Zo, zegt hij, dus. Nee, er gebeurt vandaag niet veel. Bijna niks, zeg maar. ‘Ik zou zeggen: kijk gewoon maar even lekker rond. Laat het op je inwerken.’
Even later, op het zandpad, ter hoogte van de bloemenwei, komt Maroens zoon Marnix (10) voorbij, op een skelter met een aanhanger. Hij gaat boodschappen doen in Havelte, verklaart hij. Hij groet en rijdt verder, langs het sjamanenveld, de gompa met het puntdakje, en daarna het bos in. Havelte is drie kilometer verderop.

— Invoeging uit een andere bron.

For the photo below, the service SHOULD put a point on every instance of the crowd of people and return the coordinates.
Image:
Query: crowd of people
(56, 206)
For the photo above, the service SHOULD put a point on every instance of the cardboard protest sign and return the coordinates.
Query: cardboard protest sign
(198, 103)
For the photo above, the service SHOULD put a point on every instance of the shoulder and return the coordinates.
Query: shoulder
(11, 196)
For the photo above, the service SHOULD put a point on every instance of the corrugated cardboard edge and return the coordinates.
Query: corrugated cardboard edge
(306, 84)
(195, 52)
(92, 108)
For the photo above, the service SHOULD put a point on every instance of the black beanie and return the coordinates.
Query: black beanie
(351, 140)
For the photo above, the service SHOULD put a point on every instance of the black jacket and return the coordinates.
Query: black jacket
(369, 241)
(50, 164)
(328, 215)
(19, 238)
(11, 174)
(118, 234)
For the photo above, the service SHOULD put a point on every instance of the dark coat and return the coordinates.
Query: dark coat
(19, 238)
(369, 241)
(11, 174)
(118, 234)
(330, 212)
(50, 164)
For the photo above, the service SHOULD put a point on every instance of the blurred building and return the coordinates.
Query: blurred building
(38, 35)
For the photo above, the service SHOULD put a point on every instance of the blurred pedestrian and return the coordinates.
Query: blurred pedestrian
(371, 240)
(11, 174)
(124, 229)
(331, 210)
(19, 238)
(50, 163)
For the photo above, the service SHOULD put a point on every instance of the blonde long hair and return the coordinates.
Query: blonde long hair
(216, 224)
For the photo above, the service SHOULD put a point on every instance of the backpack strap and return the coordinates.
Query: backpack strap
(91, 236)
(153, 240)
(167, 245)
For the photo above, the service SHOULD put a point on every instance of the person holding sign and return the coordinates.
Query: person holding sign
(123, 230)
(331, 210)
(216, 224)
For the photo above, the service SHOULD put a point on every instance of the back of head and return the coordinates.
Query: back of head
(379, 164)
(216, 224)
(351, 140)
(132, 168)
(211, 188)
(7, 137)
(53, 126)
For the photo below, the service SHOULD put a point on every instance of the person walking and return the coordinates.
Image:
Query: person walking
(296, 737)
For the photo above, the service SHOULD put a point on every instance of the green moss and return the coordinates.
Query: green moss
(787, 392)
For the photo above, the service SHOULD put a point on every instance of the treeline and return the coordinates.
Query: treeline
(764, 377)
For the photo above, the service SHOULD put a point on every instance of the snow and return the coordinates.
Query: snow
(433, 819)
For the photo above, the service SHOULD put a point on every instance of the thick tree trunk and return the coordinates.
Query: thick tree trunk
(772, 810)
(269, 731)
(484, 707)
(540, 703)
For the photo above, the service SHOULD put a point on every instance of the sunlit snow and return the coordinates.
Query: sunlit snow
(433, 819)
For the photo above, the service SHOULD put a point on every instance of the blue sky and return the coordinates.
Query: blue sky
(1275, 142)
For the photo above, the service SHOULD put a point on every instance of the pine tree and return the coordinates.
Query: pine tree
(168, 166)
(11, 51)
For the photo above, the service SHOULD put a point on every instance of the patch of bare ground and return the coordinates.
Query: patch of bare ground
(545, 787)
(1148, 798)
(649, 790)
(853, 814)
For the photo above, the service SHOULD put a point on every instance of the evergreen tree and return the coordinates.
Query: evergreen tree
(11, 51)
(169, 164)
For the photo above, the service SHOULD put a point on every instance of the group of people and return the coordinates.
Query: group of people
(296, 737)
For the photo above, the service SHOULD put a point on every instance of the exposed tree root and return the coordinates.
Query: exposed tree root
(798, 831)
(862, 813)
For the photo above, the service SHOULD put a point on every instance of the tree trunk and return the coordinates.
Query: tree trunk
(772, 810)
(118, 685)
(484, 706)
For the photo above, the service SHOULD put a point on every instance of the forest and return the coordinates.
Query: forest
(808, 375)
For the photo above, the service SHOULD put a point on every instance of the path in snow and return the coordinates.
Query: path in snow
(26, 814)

Er wonen zeven volwassen Hobbits op de Hobbitstee en vier kinderen, die als Hobbit zijn geboren. De volwassenen werken doordeweeks veelal buiten de deur, met dezelfde idealen als thuis. Geld verdienen, maar niet ten koste van anderen, mens noch dier. Geen vuile voetafdrukken op Moeder Aarde. De Hobbits staan midden in de maatschappij, ze zijn kalm temidden van het lawaai en de haast en bedenken welke vrede er in stilte kan heersen, zoals in het beroemde gedicht ‘Desiderata’.
Streef naar geluk, zei de dichter, Max Ehrmann. Er is geen weg naar geluk, geluk is de weg, zei Boeddha. Geluk is een bord warm vegetarisch eten bij thuiskomst, met liefde klaargemaakt door een mede-Hobbit.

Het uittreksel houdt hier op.